La inhabilitación del president Torra ha reactivado el lamento con el que el nacionalismo catalán lleva años atormentando a la población española. Mientras los brutos queman contendores, los finos escriben editoriales aseverando que el fallo del Supremo es una prueba más de que existe un conflicto político irresuelto, que conviene encauzar por los medios adecuados.

Evidentemente, la intelligentsia nacionalista sólo ve conflictiva la reacción de la Justicia; jamás la acción que la motiva. En todo caso, es de admirar la facilidad con que los infatigables apóstoles del nacionalismo colocan sus barajas trucadas en la discusión pública y comienzan a dar juego.

Ante las elecciones al Parlament, que a buen seguro nos regalará la entrada en 2021, debemos estar preparados para una ofensiva que pretende enmarcar el debate en los términos que desea el nacionalismo. Torra, sostienen los nacionalistas, es el segundo presidente de Cataluña depuesto sin la aprobación de la ciudadanía que lo eligió. Esto, nos dicen, demuestra que algo grave está pasando: si los cargos electos infringen la Ley, la culpa es de la Ley. ¿Y cómo hemos de afrontar esta anomalía? Evidentemente, buscando cauces extrajudiciales y para-institucionales. Es decir, creando "espacios de diálogo" donde hablen sólo quienes ellos consideren y de los temas que estimen oportuno.

El tema estrella, claro está, es el referéndum. Pero esta vez la discusión tiene otro matiz. Al nacionalismo le conviene hacer una lectura plebiscitaria de las elecciones, así que el mantra es el siguiente: "Nos decían que no teníamos legitimidad porque estábamos en el 47%, ¿qué pasa si ahora superamos el 50%?".

Obviando la paradójica circunstancia de que eso sucederá sólo si baja la participación, el argumento no tiene fundamento alguno. En primer lugar, porque desde el punto de vista legal un 51% de voto independentista es igual de irrelevante que un 99%. Las constituciones existen, precisamente, para blindar los derechos frente a las mayorías: si ese alto porcentaje quisiera emplearse, por ejemplo, para retirar la ciudadanía española a los ciudadanos musulmanes, seguro que muchos celebrarían el escudo constitucional. Del mismo modo, ningún español puede ser convertido en extranjero en ningún rincón de su país.

Pero el escollo legal no es el más importante.

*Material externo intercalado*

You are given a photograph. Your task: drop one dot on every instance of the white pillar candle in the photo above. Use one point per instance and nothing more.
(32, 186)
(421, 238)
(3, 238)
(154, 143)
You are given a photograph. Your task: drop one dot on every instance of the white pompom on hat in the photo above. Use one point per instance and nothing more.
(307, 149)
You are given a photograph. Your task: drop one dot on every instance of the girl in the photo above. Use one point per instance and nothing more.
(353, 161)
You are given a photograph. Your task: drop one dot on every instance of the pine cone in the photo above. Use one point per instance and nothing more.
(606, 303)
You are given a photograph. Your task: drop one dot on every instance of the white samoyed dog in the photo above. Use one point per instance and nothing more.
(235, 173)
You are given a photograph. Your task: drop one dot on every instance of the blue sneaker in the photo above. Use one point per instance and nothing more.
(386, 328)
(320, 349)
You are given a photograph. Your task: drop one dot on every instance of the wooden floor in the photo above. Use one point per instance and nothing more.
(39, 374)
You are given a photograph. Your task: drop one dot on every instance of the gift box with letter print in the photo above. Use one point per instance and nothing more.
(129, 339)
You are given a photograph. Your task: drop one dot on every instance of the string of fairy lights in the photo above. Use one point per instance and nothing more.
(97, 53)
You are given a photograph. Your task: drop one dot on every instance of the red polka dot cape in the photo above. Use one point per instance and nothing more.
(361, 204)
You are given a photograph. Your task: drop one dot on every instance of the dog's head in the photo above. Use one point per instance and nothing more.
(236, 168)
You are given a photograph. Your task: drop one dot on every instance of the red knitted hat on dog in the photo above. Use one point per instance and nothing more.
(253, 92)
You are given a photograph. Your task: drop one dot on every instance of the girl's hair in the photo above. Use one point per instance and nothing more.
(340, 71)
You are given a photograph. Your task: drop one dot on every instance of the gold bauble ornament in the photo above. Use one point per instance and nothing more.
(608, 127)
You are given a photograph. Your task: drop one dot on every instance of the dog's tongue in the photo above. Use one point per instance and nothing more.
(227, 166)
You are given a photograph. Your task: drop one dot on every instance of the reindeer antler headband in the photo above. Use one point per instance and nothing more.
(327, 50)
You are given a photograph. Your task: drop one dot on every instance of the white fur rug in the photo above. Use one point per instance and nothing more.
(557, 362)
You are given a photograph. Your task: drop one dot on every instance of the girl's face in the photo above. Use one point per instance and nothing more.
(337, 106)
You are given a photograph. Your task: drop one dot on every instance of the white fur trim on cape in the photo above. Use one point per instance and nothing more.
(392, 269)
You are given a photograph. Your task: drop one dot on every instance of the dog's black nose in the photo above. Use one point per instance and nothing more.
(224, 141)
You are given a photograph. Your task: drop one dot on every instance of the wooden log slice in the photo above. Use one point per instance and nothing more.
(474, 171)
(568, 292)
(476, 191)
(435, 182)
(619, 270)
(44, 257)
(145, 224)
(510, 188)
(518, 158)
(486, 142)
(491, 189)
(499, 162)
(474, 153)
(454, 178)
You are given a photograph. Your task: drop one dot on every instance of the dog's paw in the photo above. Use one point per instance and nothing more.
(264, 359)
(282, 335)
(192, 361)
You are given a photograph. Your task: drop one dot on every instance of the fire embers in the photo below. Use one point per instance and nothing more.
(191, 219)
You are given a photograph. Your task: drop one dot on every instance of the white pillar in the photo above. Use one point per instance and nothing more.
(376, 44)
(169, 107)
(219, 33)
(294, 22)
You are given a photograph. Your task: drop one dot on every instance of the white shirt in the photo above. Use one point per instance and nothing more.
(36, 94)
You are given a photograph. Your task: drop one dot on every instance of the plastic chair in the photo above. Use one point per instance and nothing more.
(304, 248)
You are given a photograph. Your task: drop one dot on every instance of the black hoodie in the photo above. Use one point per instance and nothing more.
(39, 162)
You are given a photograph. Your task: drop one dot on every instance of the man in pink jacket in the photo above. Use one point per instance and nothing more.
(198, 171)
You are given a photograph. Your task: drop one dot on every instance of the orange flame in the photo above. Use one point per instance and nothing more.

Lo que el nacionalismo no entiende es que, de alcanzar el 51% del voto, seguiría habiendo un 49% de catalanes contrarios a la independencia. Y es improbable que estos ciudadanos sean sensibles al nuevo argumentario, dado que al nacionalismo no le ha importado jamás que los constitucionalistas sumaran más del 50% hasta ahora. Al contrario, sólo ha provocado que intensificaran la presión nacionalizadora. Con lo cara que se ha puesto la vida para el no nacionalista en Cataluña, lo sorprendente es que el omnipresente nacionalismo no capte el 100% del voto.

Finalmente, está la posibilidad, cada vez más real, del indulto. No es un tema menor, pues lo único que ha mantenido al nacionalismo dentro de la legalidad en los últimos años ha sido el miedo a la Justicia, última trinchera de nuestra democracia. Pero si constatan que el Ejecutivo está dispuesto a sortear al Poder Judicial por pura conveniencia electoral, estamos perdidos. Me viene a la mente un viejo chiste de Emo Philips: "Cuando era niño, todas las noches rezaba por tener una bicicleta nueva. Pero pronto me di cuenta de que el Señor, en su sabiduría, no funciona de ese modo. Así que robé una y le pedí que me perdonara".